岩田榮吉の人物と経歴
人物点描
オルドゥネール通りから(その2 ルーヴル美術館へ)
美術館に展示中の絵の前にイーゼルを立て、模写をする人…日本の美術館ではまず見かけない光景ですが、欧米では珍しいことではないようです。ルーヴル美術館では、年間の許可人数が制限されており、順番待ちに何年もかかるとか。やっと許可を得ても与えられる期間は3か月、一般の観覧者もいる中で集中するのはなかなか難しいと思われますが、質の高い収蔵品を常時展示し画家や研究者に資することも旨としているのは流石です。
岩田は模写はしなかったようですが、やはりルーヴルには事あるたびに足を運んでいたことが歌田眞介著『油絵を解剖する』にうかがわれます。
『
岩田栄吉氏がフランスから一時帰国したとき、不躾な質問をしたことがある。
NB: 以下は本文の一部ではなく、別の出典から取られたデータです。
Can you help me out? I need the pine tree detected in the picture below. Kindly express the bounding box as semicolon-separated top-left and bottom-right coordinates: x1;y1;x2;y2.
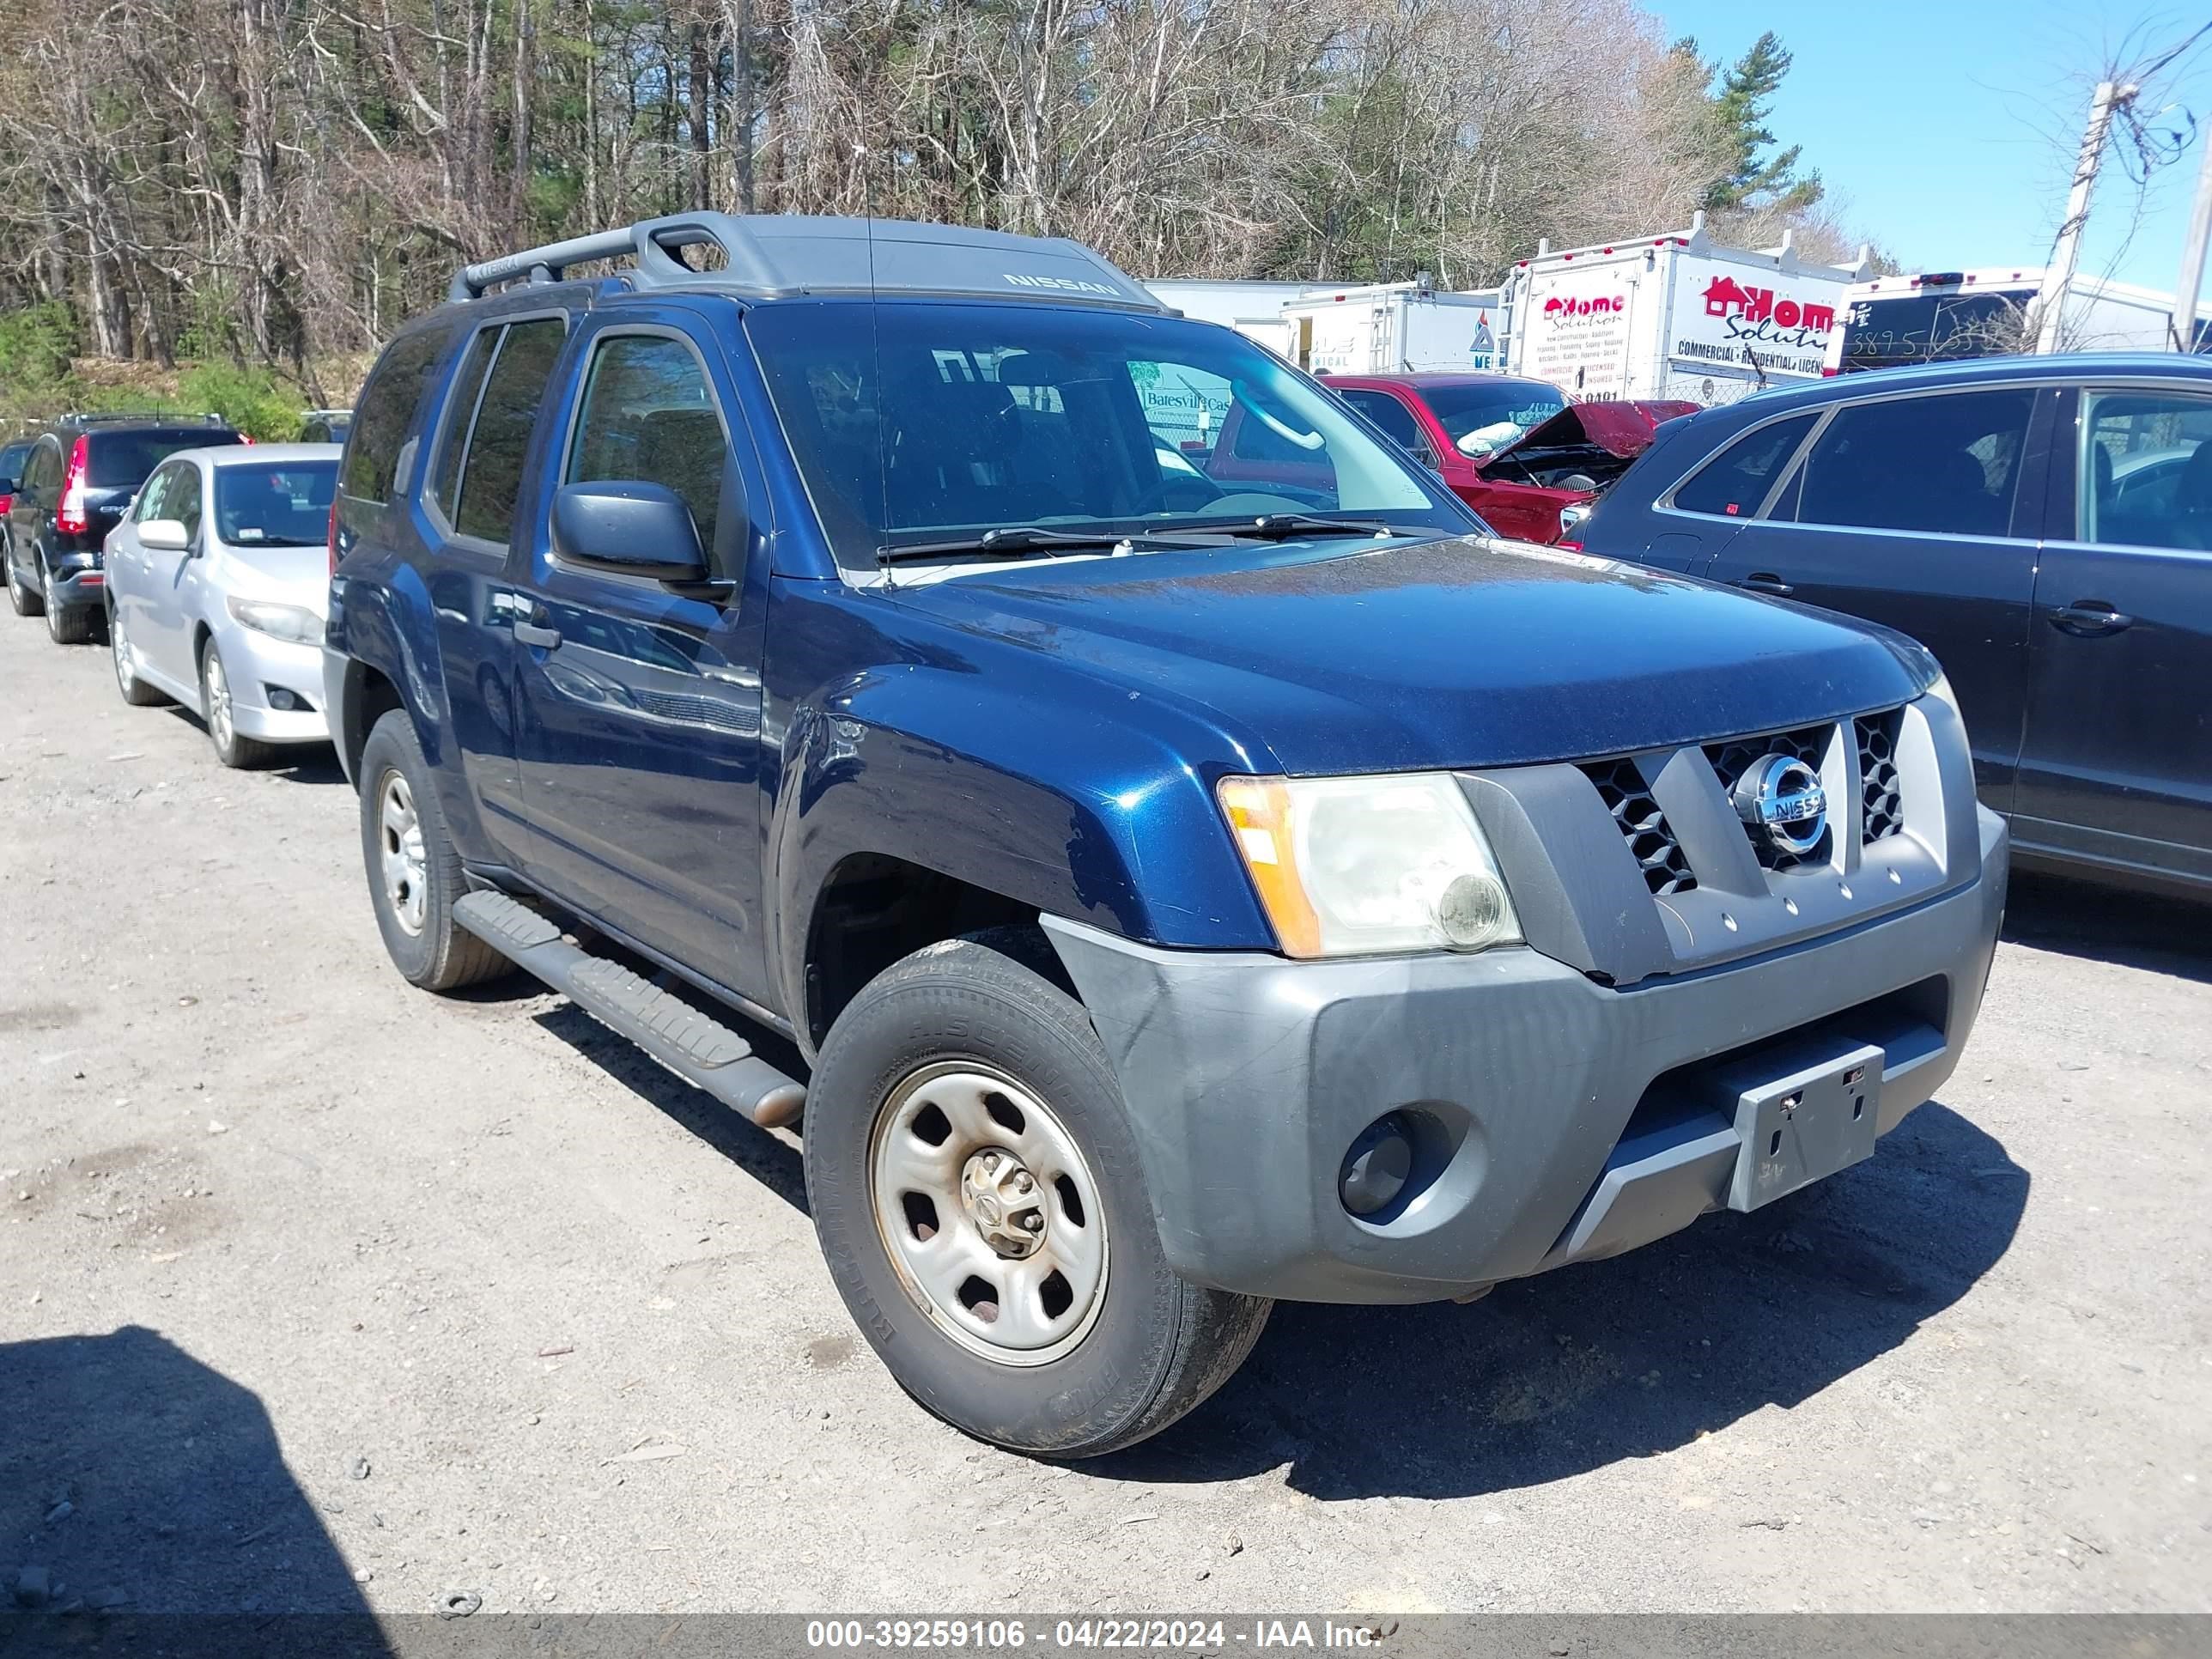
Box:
1701;32;1821;213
岩田さんの絵は写実である。モデルなり静物なりを描くのになぜパリにいるのか、日本でも描けるではないか、と。それに対して岩田さんは次のように話された。『日本にルーブルがありますか?私も日本人だから日本で仕事をしたい。しかし、写実的な仕事をしていても行きづまることがある。どうしていいか迷ったとき、ルーブルへ行けば必ず解決方法が見つかるのです。日本にルーブルがあったら飛んで帰りたい』』
ー2002年 日本放送協会刊より
岩田のアトリエがあるオルドゥネール通り189番からルーヴル美術館まではメトロを乗り継いで40分ほど。フランス絵画が多いのはもちろんのことですが、イタリア・スペイン絵画とほとんど同じくらいの点数の北方ヨーロッパ絵画が収蔵されています。リシュリュー翼3階(フランス流では2階)には、フェルメールをはじめ、レンブラント、ピーテル・デ・ホーホ、ヘラルト・テル・ボルフ、ヤン・ステーン、サミュエル・ファン・ホーホストラーテンなど、おそらく岩田が参考にしたであろう作品が目白押しです。
ヨハネス・フェルメール 《レースを編む女》 1669〜70頃
キャンバス/油彩 24cm×21cm ルーヴル美術館蔵
今日ルーヴル美術館には、岩田の敬愛するフェルメールの作品2点《レースを編む女》と《天文学者》が収蔵されています。しかし、岩田はここで《天文学者》を目にすることはありませんでした。
《天文学者》は戦時中ナチスに押収され、戦後に所有者のロートシルト家(フランスのロスチャイルド家)に返還されたものが、岩田の没後1982年に相続税の一部としてフランス政府に物納され、ルーヴルに収蔵されているからです。